Não me ocuparei com exposição das razões pelas quais a estatização é inadequada ao nosso Estado. Cada um parece dominar com destreza incomparável as armas para combater essa perspectiva. O que me transtorna é o açodamento com o qual se descarta qualquer tema relativo às empresas estatais. Tenho a impressão de que a Petrobrás é argentina, de que todas as experiências com empresas estatais malograram e que, portanto, desvincular-se desse fardo é um imperativo a ser realizado por cada governo.
Observem bem, admito e exijo que existam os que discordem tanto do meu posicionamento quanto daquele ostentado pelo mais sectário comunista. O que não tolero é a refutação gratuita e imediata de argumentos contrários baseada na certeza incondicional da impropriedade dessas posições.
(mesmo o falsificacionismo que contornando os problemas relativos à forquilha de Hume [Hume’s fork], pretendeu dar à ciência um solo mais estável através da coordenação dos esforços científicos centrados num procedimento lógico necessário, a negação [modus tollens], sofreu críticas, pois se expunha a contingência da verdade das premissas que operava, ou seja, ainda que a conclusão preservasse a verdade das premissas necessariamente, ainda dependia da necessidade de que elas fossem verdadeiras. O falsificacionismo, desse modo, não poderia escapar da revisão histórica de suas premissas)

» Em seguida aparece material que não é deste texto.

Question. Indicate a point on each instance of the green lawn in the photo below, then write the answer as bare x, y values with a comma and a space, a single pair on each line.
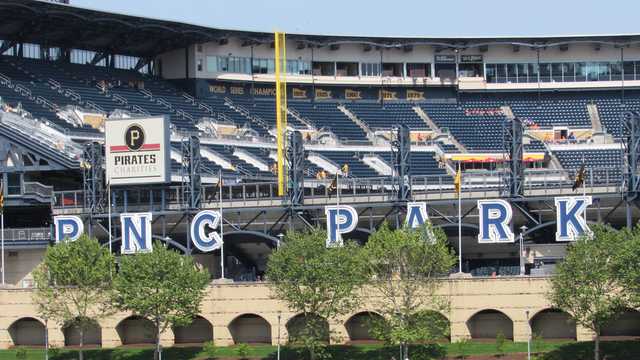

O falsificacionismo é fragmentado e meu adendo não pretende representar o pensamento de todos os seus componentes, portanto tomem-no somente como ilustração de que mesmo em ciência, o maior emblema da objetividade humana, as proposições não são estimadas necessariamente objetivas sem prejuízo.
Rechaçar antecipadamente o debate sobre a participação e relativização do Estado no domínio do empreendimento industrial é arrogar-se um direito que nem mesmo a ciência logrou ter para si. É conferir a um ponto de vista o estatuto de inquestionável. Que sejamos sensatos ao menos para nos manter atentos aos argumentos das partes interessadas e saibamos, a título de precaução, que as diferenças entre o Brasil e os demais paises exigem que os modelos políticos sejam revisados e adaptados as nossas necessidades. Repetir de maneira intransigente a cartilha de modelos internacionais, para mim, em nada difere de evangelizar em praças públicas. O dogmatismo de tais práticas desde sempre apresentou-se como o maior inimigo do desenvolvimento humano e da democracia.
É preciso guardar a possibilidade de que estejamos errados, como condição imprescindível para que o debate transcorra nos termos mais elementares não só do âmbito político, mas racional. Isso, aliás, eu digo sempre e nos mais diversos textos, seja quando falo de amor, seja de litetura, filosofia, etc.